Acquiring the disease

How are prion diseases acquired? Come cases of CJD and scrapie may be completely spontaneous. Prusiner speculates that wear and tear on a protein may cause it to transform into the rogue shape. (Prusiner Prion 57) This would be a rare occurrence.

In humans, some cases of CJD have been acquired through surgical instruments. When an instrument has been used on the brain of a person with CJD, it can be cleaned with ethanol and formaldehyde, left unused for a week, and still CJD may be transmitted to another person. (Ricketts 3) The chemicals normally disable bacteria and viruses, but seemed to have no effect on prions, the scrapie agent.

Is the scrapie agent DNA or protein?
A series of experiments by Dr. Prusiner indicates that prions are protein.
experiments demonstrate that prions are proteins.


There have also been those who acquired CJD through infected growth hormone. This hormone is extracted from the pituitary gland. In 1992, there had been 19 people who died from CJD infection acquired by this method.(Anderson 4)

In all cases of TSE infection, enough scrapie protein must accumulate in the brain to start causing problems.(Prusiner Prion 55) Once in the brain, the scrapie protein begins to multiply.

Replication Through Conformation

Several hypotheses have been presented regarding prion reproduction. The first proposition is that the protein is really a viral coat with DNA or RNA inside. Although this hypothesis is most conservative, it seems unlikely. All of the methods for disabling viruses are ineffective against prion diseases. The second idea is that the protein can rewrite the DNA of a cell. This seems outlandish, as "reverse translation" has never been seen. The third method, most plausible to Prusiner and a growing number of others, is that the shape of the protein may alter the genes or protein of the host cell, causing it to conform to the altered shape.(Prusiner Prions 58)

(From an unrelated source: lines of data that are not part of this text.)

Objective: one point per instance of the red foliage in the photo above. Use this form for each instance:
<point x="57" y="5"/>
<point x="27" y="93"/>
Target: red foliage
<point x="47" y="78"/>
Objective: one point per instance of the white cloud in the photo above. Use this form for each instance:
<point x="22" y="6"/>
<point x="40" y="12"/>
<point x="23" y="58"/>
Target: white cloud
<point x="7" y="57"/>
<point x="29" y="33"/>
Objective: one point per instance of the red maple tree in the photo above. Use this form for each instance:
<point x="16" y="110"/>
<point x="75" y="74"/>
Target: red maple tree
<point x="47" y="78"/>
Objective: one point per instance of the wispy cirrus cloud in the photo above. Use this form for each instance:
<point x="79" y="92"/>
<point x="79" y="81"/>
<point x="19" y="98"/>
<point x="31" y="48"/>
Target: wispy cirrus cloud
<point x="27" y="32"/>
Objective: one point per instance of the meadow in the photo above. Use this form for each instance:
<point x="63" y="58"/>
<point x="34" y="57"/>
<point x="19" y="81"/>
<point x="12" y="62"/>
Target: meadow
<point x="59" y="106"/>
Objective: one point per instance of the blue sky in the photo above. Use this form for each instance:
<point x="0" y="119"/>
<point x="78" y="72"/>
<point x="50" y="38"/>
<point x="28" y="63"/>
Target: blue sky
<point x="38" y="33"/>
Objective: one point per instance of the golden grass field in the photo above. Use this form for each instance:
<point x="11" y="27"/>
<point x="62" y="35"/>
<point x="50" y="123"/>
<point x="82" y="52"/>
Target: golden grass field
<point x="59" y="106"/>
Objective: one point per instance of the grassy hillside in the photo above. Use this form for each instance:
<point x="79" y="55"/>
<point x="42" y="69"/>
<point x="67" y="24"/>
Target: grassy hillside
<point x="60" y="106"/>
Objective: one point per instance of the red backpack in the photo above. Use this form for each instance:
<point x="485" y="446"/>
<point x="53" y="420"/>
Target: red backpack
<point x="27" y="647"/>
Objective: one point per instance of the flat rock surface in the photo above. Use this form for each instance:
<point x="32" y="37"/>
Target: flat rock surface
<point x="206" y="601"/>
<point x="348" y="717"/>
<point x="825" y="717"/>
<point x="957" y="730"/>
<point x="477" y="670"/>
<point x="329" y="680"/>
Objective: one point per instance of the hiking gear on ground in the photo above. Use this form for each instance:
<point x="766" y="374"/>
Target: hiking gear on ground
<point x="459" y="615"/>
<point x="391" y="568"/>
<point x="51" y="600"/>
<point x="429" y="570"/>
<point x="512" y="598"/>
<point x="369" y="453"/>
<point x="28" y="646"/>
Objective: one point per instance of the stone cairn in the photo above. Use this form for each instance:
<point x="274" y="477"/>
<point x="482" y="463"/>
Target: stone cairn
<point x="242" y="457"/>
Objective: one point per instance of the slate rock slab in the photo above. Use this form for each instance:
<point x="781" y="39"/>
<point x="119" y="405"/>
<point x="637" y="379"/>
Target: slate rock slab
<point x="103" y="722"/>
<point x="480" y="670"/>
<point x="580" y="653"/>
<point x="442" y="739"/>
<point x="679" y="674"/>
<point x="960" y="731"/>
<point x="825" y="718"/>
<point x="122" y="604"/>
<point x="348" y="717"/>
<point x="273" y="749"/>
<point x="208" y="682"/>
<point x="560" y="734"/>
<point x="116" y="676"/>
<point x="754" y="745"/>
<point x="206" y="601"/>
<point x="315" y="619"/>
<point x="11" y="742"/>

From the information I've gathered, I lean toward the third explanation. It seems reasonable that a protein can cause another to alter its shape. For example, it's possible to get a solute concentrated in a supersaturated solution. It only takes a single seed crystal to change the whole mixture into a crystallized solid.(Ponte 130) Is it impossible for a protein to "bend" others into a new shape? No. Usually the beta sheet is the more stable shape for proteins, so given enough prompting, the transformation can occur.

Distortion and death

Once significant amounts of malformed prions are in the brain, these PrPSc pieces tend to aggregate. In doing so, they stack on top of each other, forming rods. Scientist H. K. Narang found these rods in the brains of scrapie infected animals.(Prusiner Prions 59) These rods distupt normal brain activity, and as more brain proteins are added, gaping holes are seen in the brain tissue. At this stage, the patient may experience loss of memory, paralysis and irrational behavior. The transformed tissue is no longer functional brain material. Eventually, the victim loses more and more ability until the brain ceases functioning and death results.